Desta vez, no entanto, dez membros do próprio partido de Trump apoiaram o esforço para removê-lo do cargo.
Existe alguma chance de condenação?
Agora que a Câmara votou pelo impeachment de Trump, um julgamento será realizado no Senado, embora o momento disso não esteja claro no momento.
Uma maioria de dois terços no Senado é necessária para condenar Trump, o que seria de 67 senadores se todos os senadores estivessem presentes. Se todos os 50 democratas e independentes votarem para condenar Trump como esperado, então pelo menos 17 republicanos precisariam se juntar a eles.
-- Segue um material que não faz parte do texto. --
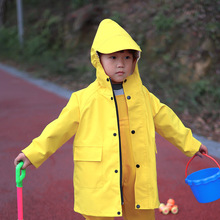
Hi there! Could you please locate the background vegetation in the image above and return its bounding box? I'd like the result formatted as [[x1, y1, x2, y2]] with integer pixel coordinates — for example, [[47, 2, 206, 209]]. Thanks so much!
[[0, 0, 220, 140]]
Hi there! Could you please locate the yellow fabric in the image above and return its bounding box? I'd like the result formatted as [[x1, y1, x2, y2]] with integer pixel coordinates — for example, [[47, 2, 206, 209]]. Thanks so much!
[[23, 19, 201, 217]]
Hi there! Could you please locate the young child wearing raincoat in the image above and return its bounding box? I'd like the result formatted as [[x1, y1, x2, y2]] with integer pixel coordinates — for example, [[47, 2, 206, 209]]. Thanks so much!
[[15, 19, 207, 220]]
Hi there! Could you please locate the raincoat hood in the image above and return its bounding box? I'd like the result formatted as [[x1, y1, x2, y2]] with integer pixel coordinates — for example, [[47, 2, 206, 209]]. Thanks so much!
[[91, 19, 142, 87]]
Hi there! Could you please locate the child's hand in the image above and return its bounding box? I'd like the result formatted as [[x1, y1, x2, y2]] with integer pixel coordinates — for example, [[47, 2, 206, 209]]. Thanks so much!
[[14, 153, 32, 169], [196, 144, 208, 157]]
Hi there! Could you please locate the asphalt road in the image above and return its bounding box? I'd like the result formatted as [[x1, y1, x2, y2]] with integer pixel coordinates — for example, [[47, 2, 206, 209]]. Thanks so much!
[[0, 62, 220, 220]]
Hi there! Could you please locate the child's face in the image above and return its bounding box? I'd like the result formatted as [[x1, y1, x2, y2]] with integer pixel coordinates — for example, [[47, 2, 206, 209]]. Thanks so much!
[[100, 50, 136, 84]]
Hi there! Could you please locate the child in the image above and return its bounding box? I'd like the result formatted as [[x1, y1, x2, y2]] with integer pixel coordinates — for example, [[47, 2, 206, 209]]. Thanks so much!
[[15, 19, 207, 220]]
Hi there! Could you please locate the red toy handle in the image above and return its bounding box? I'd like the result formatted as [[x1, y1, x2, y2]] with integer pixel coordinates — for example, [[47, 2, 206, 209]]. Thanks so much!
[[185, 153, 220, 177], [17, 187, 23, 220]]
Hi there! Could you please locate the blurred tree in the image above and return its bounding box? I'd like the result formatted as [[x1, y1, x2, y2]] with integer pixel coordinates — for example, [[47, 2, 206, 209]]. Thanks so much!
[[0, 0, 7, 27]]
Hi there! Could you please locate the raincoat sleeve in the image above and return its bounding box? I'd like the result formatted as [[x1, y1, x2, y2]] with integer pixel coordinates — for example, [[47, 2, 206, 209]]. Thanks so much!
[[22, 93, 79, 168], [150, 93, 201, 157]]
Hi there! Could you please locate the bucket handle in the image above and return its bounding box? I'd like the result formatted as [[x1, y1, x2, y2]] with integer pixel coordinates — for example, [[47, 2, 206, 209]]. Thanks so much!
[[185, 153, 220, 177]]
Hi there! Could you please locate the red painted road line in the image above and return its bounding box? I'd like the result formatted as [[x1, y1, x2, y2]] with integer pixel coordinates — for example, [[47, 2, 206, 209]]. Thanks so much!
[[0, 70, 220, 220]]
Até agora, apenas três (Lisa Murkowski, Ben Sasse e Pat Toomey) indicaram que o fariam. Mitt Romney, um crítico vocal de Trump, provavelmente se juntará a eles, e Susan Collins é uma possibilidade.
Mesmo que o mais poderoso senador republicano, Mitch McConnell, apóie privadamente o esforço de impeachment (e disse publicamente que não decidiu como votará), os números necessários para condenar Trump provavelmente ainda serão insuficientes.
O que está em jogo para os republicanos?
O ex-assessor de segurança nacional de Trump, John Bolton, disse que o presidente “será lembrado como uma aberração” quando deixar o cargo após o meio-dia de 20 de janeiro.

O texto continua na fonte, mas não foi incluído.